One of my least successful pieces of writing was a sketch column for the magazine of the teachers’ union NASUWT. My first job after university was as a researcher for the union but I had persuaded my boss to let me try to write something amusing every month.
The column in question was an attempt to satirise the exam board which set the first ever GCSE papers. The newspapers had been full of stories about mistakes in the questions (what a relief that doesn’t happen anymore!), so this was my target. I composed my own paper containing questions such as “comment on fascism’s claim to efficiency’ with reference to the assertion that Mussolini ‘made the drains run on time’” or ‘what is the atomic weight of the element hydrangea’? If you want to know why my humour fell on deaf ears you’ll have to read to the end.
Even though I used to work for a teacher’s union I share most people’s ambivalence to today’s strikes. There is little question that most of us would be very angry if we were losing as many entitlements as the teachers, not to mention putting up with a significant cut in real pay levels. But the suspicion felt by many outside the public sector is that teachers too often compare the Government’s offer with their former conditions rather than with those accepted by most in the private and third sector. If I was advising the teachers’ unions today – which is about as likely as Eric Pickles being made a freeman of Lambeth – I would encourage their spokespeople to address this sense that teachers just don’t understand what life is like for the rest of us.

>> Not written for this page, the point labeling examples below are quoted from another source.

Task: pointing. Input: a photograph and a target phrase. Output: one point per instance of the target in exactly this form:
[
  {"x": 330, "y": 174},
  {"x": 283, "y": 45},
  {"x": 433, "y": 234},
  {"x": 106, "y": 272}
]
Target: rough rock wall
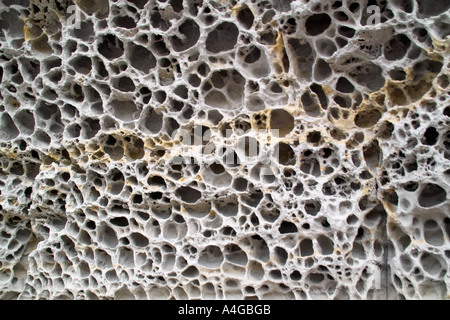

I remember talking a few years ago to a banker who had changed career to become a teacher at my sons’ primary school. He was full of praise for his colleagues and their commitment and was quick to acknowledge what a tough job it as to teach 29 a class of young children. His one unflattering observation about his new colleagues was to say;
‘you know, Matthew, they genuinely think that most white collar workers go to work at 9 have an hour for lunch and go home with their brolleys tucked under their arms at 5. They don’t realise that nowadays all professionals work long hours, miss their lunch breaks and take work home with them.'
I make this point not just to draw a tenuous link between the news and my blog, but because I was trying to address a similar kind of myopia in a speech on public value in higher education which I gave today to the QAA.
Understandably, the university sector feels put upon in all sorts of ways right now, and the demand that it evidences social impact and community engagement can feel like yet another unreasonable burden. So the theme of my talk– drawing on much of the material in my annual lecture a couple of weeks ago – was that enlightened organisations of whatever sector are having to think more deeply about issues of public legitimacy and how to help us close the widening gap between public aspirations and public behaviour. As I pointed out, some businesses have been willing to change the whole way they think about value, customer engagement and their business model. Universities should not feel sorry for themselves but be willing to be just as bold in exploring how they could tap into the hidden economic and social assets they contain.
The talk went OK but the best part was the conversation it led me to with Jonathan Black, Director of the Careers Service at Oxford University. He had picked up on a point I had made about companies seeing their zone of corporate responsibility extending beyond the factory or store gates back along the supply chain and out to customers.
Jonathan told me that Oxford had undertaken research among one of its key customer groups – employers – and found that while Oxford graduates scored highly in most areas (as you would expect) they rated rather poorly on team work. This had led Jonathan to develop a highly successful scheme in which teams of students work together with businesses and charities in Oxford to help the organisations tackle difficult problems. There was clear evidence that the student who had done the scheme were perceived as better team players when they went into employment.
Well done Oxford, but as we spoke the same idea occurred to us both; what about the supply chain for universities – schools? If students need to be better team players (and this is, after all, a core competency in the modern worplace), then how is this helped by the requirements that Oxford University places on school students? Achieving the right grades at ‘A’ level is all about individual achievements and assessment. There is nothing in the process for getting to Oxford which encourages school students to work in the least bit collaboratively. So, if encouraging team work is part of Oxford’s public value proposition then surely the university need to take that value out into schools and explore how getting into Oxford could become a process that prized collaboration as well as competition?
Back to me crafting my NASUWT column in the mid-eighties. I was quite pleased with my witticisms until I got a call from the printers asking me to take message for the Assistant General Secretary:
‘Tell Bill it’s all got printed on time, but he needs to have chat with his contributors. There were loads of obvious mistakes in the Taylor column, but it’s OK, we think we’ve corrected them all’.